Tiebout argues the court prejudicially erred by refusing to give a proposed instruction relating to Penal Code section 499b.1 He contends Penal Code section 499b is a necessarily lesser included offense under Vehicle Code section 10851.2 To determine if a lesser offense is necessarily included the court must determine (1) if, as a matter of law, the greater offense cannot be committed without also satisfying the elements of the lesser offense and (2) if the crime is within the offense specifically charged in the information. (People v. Cannady (1972) 8 Cal.3d 379, 390, 105 Cal.Rptr. 129, 503 P.2d 585; People v. St. Martin (1970) 1 Cal.3d 524, 532–533, 83 Cal.Rptr. 166, 463 P.2d 390.) The present factual allegations fall within these parameters. The information charged Tiebout with driving and taking a motor vehicle not his own. (See People v. Barrick (1982) 33 Cal.3d 115, 135, 187 Cal.Rptr. 716, 654 P.2d 1243.) The acts of driving a vehicle and taking a vehicle are separate and distinct. (Ibid.; compare People v. Thomas (1962) 58 Cal.2d 121, 23 Cal.Rptr. 161, 373 P.2d 97.) “Thus, a complaint which charges a defendant with ‘driving and taking’ an automobile necessarily charges that he took the automobile ‘for the purpose of temporarily using or operating the same’ and thus violated section 499b.” (People v. Barrick, supra, 33 Cal.3d at p. 135, 187 Cal.Rptr. 716, 654 P.2d 1243, emphasis supplied, fn. omitted.) Since the trial court is under an obligation to instruct on a lesser included offense which the evidence tends to prove (see People v. St. Martin, supra, 1 Cal.3d at pp. 532–533, 83 Cal.Rptr. 166, 463 P.2d 390), the court prejudicially erred in refusing to give the requested instruction.

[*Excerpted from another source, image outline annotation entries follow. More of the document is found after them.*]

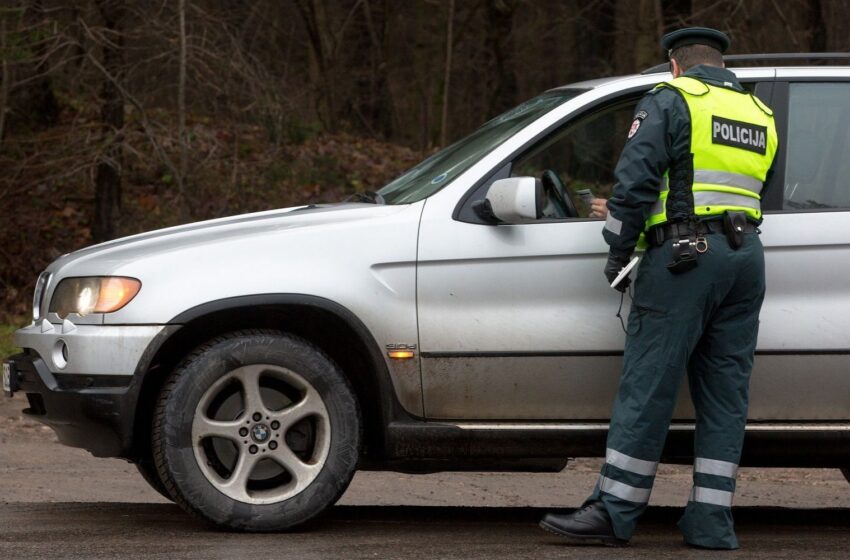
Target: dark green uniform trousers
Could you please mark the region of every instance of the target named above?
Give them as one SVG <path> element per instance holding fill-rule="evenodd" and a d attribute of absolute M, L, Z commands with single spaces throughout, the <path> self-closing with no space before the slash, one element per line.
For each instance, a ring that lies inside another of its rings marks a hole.
<path fill-rule="evenodd" d="M 694 485 L 679 528 L 689 544 L 737 548 L 732 495 L 764 299 L 758 234 L 737 250 L 710 234 L 699 266 L 673 275 L 667 241 L 641 261 L 605 465 L 588 501 L 602 500 L 629 539 L 649 501 L 685 372 L 696 410 Z"/>

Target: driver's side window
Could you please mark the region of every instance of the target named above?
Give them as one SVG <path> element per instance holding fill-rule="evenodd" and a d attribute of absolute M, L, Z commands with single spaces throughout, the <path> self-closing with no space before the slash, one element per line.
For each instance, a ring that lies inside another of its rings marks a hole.
<path fill-rule="evenodd" d="M 563 194 L 572 201 L 579 218 L 589 217 L 588 194 L 594 198 L 611 196 L 614 166 L 626 142 L 638 100 L 624 100 L 579 117 L 546 135 L 513 161 L 512 177 L 545 179 L 545 219 L 572 217 L 569 201 L 563 204 L 553 192 L 561 185 L 553 181 L 551 173 L 549 178 L 544 177 L 548 171 L 560 179 Z"/>

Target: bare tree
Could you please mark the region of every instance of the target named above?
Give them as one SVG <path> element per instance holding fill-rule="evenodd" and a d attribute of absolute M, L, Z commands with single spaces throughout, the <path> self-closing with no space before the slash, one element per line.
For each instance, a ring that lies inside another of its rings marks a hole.
<path fill-rule="evenodd" d="M 443 114 L 440 118 L 440 145 L 445 146 L 448 143 L 449 130 L 449 91 L 451 89 L 452 80 L 452 44 L 454 42 L 454 34 L 452 27 L 455 20 L 455 0 L 449 0 L 449 17 L 446 23 L 446 68 L 443 73 Z"/>
<path fill-rule="evenodd" d="M 188 146 L 186 138 L 186 0 L 179 0 L 177 10 L 180 22 L 180 61 L 177 73 L 177 136 L 180 139 L 180 164 L 177 173 L 177 192 L 180 197 L 180 214 L 185 216 L 184 200 Z"/>
<path fill-rule="evenodd" d="M 103 152 L 95 175 L 95 212 L 92 237 L 105 241 L 115 237 L 121 212 L 121 167 L 123 163 L 124 97 L 124 17 L 122 0 L 97 0 L 103 18 L 101 44 L 103 77 L 101 87 L 101 126 Z"/>

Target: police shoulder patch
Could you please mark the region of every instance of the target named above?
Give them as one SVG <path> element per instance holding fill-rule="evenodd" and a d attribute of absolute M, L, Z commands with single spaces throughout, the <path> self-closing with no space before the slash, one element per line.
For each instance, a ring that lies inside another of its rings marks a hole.
<path fill-rule="evenodd" d="M 637 134 L 638 129 L 640 128 L 640 123 L 643 122 L 643 119 L 647 117 L 646 111 L 638 111 L 635 113 L 635 120 L 632 121 L 632 126 L 629 128 L 629 135 L 627 139 L 631 139 L 632 136 Z"/>

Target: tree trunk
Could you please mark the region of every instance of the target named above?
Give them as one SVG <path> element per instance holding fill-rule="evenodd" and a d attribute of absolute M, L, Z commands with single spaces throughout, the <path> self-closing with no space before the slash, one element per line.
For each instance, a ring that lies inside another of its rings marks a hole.
<path fill-rule="evenodd" d="M 6 129 L 6 107 L 9 104 L 9 62 L 6 60 L 6 19 L 0 17 L 0 146 L 3 145 L 3 132 Z"/>
<path fill-rule="evenodd" d="M 486 44 L 493 57 L 491 76 L 493 88 L 487 104 L 487 118 L 513 107 L 517 102 L 517 81 L 513 69 L 513 49 L 510 44 L 516 0 L 497 0 L 486 3 Z"/>
<path fill-rule="evenodd" d="M 180 22 L 180 62 L 177 72 L 177 136 L 180 139 L 180 162 L 177 173 L 177 195 L 180 198 L 180 217 L 186 218 L 186 0 L 180 0 L 177 4 Z"/>
<path fill-rule="evenodd" d="M 95 175 L 95 209 L 92 237 L 95 241 L 113 239 L 118 232 L 121 211 L 121 165 L 123 160 L 124 98 L 115 82 L 123 82 L 122 0 L 97 0 L 107 40 L 101 45 L 103 67 L 114 78 L 103 78 L 101 87 L 101 134 L 104 149 Z"/>
<path fill-rule="evenodd" d="M 440 146 L 448 142 L 449 128 L 449 87 L 452 78 L 452 27 L 455 19 L 455 0 L 449 0 L 449 21 L 446 24 L 446 67 L 443 72 L 443 115 L 440 118 Z"/>

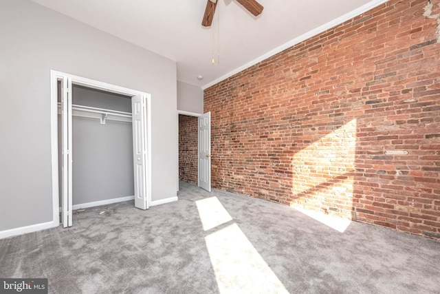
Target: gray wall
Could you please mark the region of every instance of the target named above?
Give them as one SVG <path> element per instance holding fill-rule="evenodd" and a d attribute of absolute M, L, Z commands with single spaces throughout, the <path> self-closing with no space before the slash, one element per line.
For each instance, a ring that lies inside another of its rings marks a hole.
<path fill-rule="evenodd" d="M 151 94 L 152 198 L 176 196 L 175 62 L 27 0 L 0 36 L 0 231 L 53 220 L 50 70 Z"/>
<path fill-rule="evenodd" d="M 131 112 L 131 98 L 82 87 L 74 86 L 72 101 Z M 74 116 L 72 125 L 74 205 L 134 195 L 131 123 Z M 60 127 L 58 116 L 59 149 Z M 60 153 L 59 171 L 60 159 Z M 60 205 L 60 182 L 59 187 Z"/>
<path fill-rule="evenodd" d="M 177 81 L 177 109 L 202 114 L 204 92 L 201 88 Z"/>

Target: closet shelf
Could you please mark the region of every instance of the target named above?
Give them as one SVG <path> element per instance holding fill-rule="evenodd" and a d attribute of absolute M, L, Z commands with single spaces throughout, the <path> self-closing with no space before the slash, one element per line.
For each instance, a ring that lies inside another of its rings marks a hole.
<path fill-rule="evenodd" d="M 107 120 L 131 123 L 131 114 L 118 110 L 104 108 L 91 107 L 89 106 L 72 104 L 72 116 L 89 118 L 97 118 L 102 125 L 105 125 Z M 61 103 L 58 103 L 58 113 L 61 114 Z"/>

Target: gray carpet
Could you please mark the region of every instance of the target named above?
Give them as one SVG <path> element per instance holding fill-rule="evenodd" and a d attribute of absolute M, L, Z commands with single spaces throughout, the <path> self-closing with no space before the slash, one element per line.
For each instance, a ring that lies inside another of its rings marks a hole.
<path fill-rule="evenodd" d="M 96 207 L 72 228 L 0 240 L 0 277 L 47 277 L 53 293 L 440 293 L 440 242 L 356 222 L 341 233 L 285 206 L 180 190 L 146 211 Z"/>

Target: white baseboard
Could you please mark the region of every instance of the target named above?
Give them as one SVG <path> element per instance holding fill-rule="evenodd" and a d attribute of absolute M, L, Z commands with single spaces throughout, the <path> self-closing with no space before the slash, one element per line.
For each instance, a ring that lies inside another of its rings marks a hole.
<path fill-rule="evenodd" d="M 150 206 L 164 204 L 165 203 L 169 203 L 169 202 L 174 202 L 174 201 L 177 201 L 178 200 L 179 200 L 179 198 L 177 198 L 177 196 L 170 197 L 169 198 L 166 198 L 166 199 L 162 199 L 160 200 L 151 201 L 151 203 L 150 204 Z"/>
<path fill-rule="evenodd" d="M 72 205 L 72 209 L 76 210 L 80 208 L 94 207 L 96 206 L 110 204 L 111 203 L 122 202 L 122 201 L 133 200 L 134 199 L 135 199 L 135 196 L 126 196 L 126 197 L 121 197 L 119 198 L 107 199 L 105 200 L 95 201 L 93 202 L 82 203 L 80 204 Z"/>
<path fill-rule="evenodd" d="M 45 230 L 46 229 L 54 228 L 58 227 L 59 224 L 60 224 L 58 221 L 52 221 L 1 231 L 0 231 L 0 239 L 18 235 L 23 235 L 28 233 L 33 233 L 37 231 Z"/>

Because the trial court is under an obligation to instruct on a lesser included offense which the evidence tends to prove (see People v. St. Martin, supra, 1 Cal.3d at pp. 532–533, 83 Cal.Rptr. 166, 463 P.2d 390) where there is sufficient evidence that appears to warrant consideration by the jury (People v. Flannel (1979) 25 Cal.3d 668, 684, 160 Cal.Rptr. 84, 603 P.2d 1), the court prejudicially erred in refusing to give the requested instruction.

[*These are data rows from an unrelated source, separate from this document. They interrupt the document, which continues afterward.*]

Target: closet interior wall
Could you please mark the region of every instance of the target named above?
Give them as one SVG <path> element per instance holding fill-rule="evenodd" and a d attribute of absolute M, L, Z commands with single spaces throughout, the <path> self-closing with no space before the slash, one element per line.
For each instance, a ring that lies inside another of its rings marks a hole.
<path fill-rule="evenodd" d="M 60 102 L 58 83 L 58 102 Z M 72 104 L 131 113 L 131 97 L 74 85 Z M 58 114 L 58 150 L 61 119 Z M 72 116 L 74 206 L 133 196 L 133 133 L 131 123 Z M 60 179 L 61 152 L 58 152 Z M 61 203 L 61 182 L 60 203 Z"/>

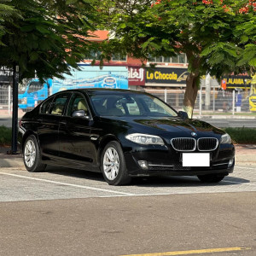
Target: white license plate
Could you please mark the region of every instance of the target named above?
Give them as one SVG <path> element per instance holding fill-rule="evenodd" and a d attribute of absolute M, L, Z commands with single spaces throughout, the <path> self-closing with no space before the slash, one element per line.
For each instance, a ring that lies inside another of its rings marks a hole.
<path fill-rule="evenodd" d="M 183 166 L 209 167 L 209 153 L 183 153 Z"/>

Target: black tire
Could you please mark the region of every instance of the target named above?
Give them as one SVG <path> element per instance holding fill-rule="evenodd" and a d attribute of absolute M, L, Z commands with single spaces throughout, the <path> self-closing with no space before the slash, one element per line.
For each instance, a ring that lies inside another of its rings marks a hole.
<path fill-rule="evenodd" d="M 44 172 L 46 168 L 46 165 L 42 163 L 38 143 L 34 135 L 30 135 L 25 141 L 23 162 L 26 169 L 31 172 Z"/>
<path fill-rule="evenodd" d="M 207 174 L 207 175 L 198 175 L 197 177 L 202 183 L 219 183 L 224 178 L 224 174 Z"/>
<path fill-rule="evenodd" d="M 118 142 L 110 142 L 104 148 L 101 155 L 101 168 L 104 179 L 109 185 L 125 185 L 131 182 L 123 150 Z"/>

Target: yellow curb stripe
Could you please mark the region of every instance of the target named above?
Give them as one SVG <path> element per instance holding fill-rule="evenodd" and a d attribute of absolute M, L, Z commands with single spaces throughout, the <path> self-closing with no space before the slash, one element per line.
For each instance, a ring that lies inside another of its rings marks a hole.
<path fill-rule="evenodd" d="M 235 252 L 249 250 L 246 247 L 226 247 L 226 248 L 212 248 L 202 250 L 190 250 L 190 251 L 177 251 L 177 252 L 166 252 L 166 253 L 143 253 L 143 254 L 127 254 L 120 256 L 172 256 L 172 255 L 189 255 L 189 254 L 201 254 L 201 253 L 223 253 L 223 252 Z"/>

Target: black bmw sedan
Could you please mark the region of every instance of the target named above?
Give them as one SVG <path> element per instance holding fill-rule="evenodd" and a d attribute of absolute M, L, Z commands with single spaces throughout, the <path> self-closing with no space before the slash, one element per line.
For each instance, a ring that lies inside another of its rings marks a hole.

1. Penal Code section 499b states:“Any person who shall, without the permission of the owner thereof, take any automobile, bicycle, motorcycle, or other vehicle or motorboat or vessel, for the purpose of temporarily using or operating the same, shall be deemed guilty of a misdemeanor, and upon conviction thereof, shall be punished by a fine not exceeding two hundred dollars ($200), or by imprisonment not exceeding three months, or by both such fine and imprisonment.”
2. Vehicle Code section 10851 states:“Any person who drives or takes a vehicle not his own, without the consent of the owner thereof, and with intent either permanently or temporarily to deprive the owner thereof of his title to or possession of the vehicle, whether with or without intent to steal the same, or any person who is a party or accessory to or an accomplice in the driving or unauthorized taking or stealing is guilty of a public offense, and upon conviction thereof shall be punished by imprisonment in the state prison, or in the county jail for not more than one year or by a fine of not more than five thousand dollars ($5,000) or by both such fine and imprisonment. The consent of the owner of a vehicle to its taking or driving shall not in any case be presumed or implied because of such owner's consent on a previous occasion to the taking or driving of the vehicle by the same or a different person.” (Emphasis supplied.)
WIENER, Associate Justice.
STANIFORTH, Acting P.J., and BUTLER, J., concur.